Sur les 960 déportés qui arrivent avec Yves Léon le 10 mai 1943 à Sachsenhausen-Oranienburg, 40% décèdent. Envoyé au camp de Ganacker, kommando de Flossenbourg situé en Saxe, entre Regensburg et Passau, Louis Pastol y expire en avril 1945. Arsène Le Bozec est lui transféré en février 1945 au camp de Mauthausen, en Autriche, où il décède quelques semaines plus tard, le 19 avril 1945. Yves Léon, lui, survit et revient en France en juin 1945. Pesant 35 kilos, il tente de reprendre pied et le fil d’une vie « normale ». Mais, compte tenu de l’effroyable taux de mortalité que l’on répertorie au sein du transport au cours duquel il fut déporté, et au-delà de toutes les horreurs qu’il a pu endurer dans les camps, on comprend très bien qu’Yves Léon peine à s’extraire de la mort, comme si, quelque part, une partie de lui était demeurée en enfer, manière d’imprescriptible témoignage d’une certaine forme de culpabilité d’en avoir réchappé. Tous les symptômes du choc posttraumatique sont là et, alors même qu’âgé de 93 ans, il confesse encore faire des cauchemars qui le ramènent dans les camps

La potence de Sachsenhausen-Oranienburg, sur la place d’appel. Collection particulière.

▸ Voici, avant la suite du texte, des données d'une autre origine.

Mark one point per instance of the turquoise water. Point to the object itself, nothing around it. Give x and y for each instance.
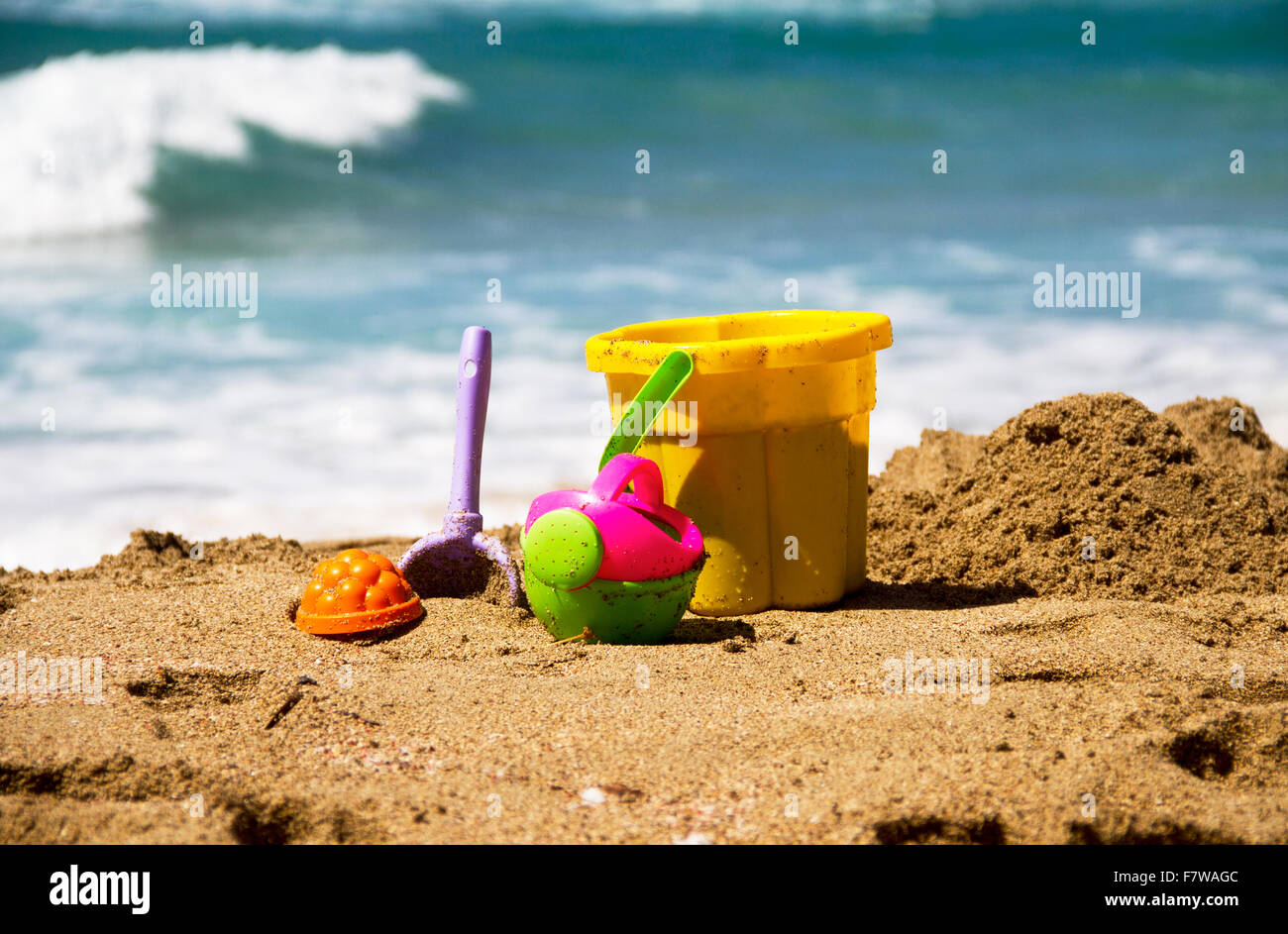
(329, 412)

C’est ce qui explique le silence auquel, pendant des années, Yves Léon s’astreint. Il y a certes le militantisme au sein de la Fédération national des déportés et internés résistants et patriotes, organisation proche du parti communiste qui entend préserver les « intérêts matériels et moraux » des survivants des camps de la mort nazis. Mais au tournant du XXIe siècle, c’est bien contre l’oubli, et donc une seconde mort, qu’Yves Léon se bat. Publiant en 2005 ses mémoires, il est à l’origine de la création de la section costarmoricaine de l’association des Amis de la Fondation pour la mémoire de la déportation, institution se consacrant à la sauvegarde et la diffusion du souvenir des victimes du système concentrationnaire nazi. Dès lors, il ne cesse de rappeler l’Histoire, son histoire, comme s’il souhaitait se persuader que la seule manière de triompher de ses bourreaux était finalement d’avoir survécu.

Erwan LE GALL

 

 

1 LEON, Yves (préface de VEIL, Simone), Bergen-Belsen. Survivre aux camps nazis, Morlaix, Editions Skol Vreizh, 2005.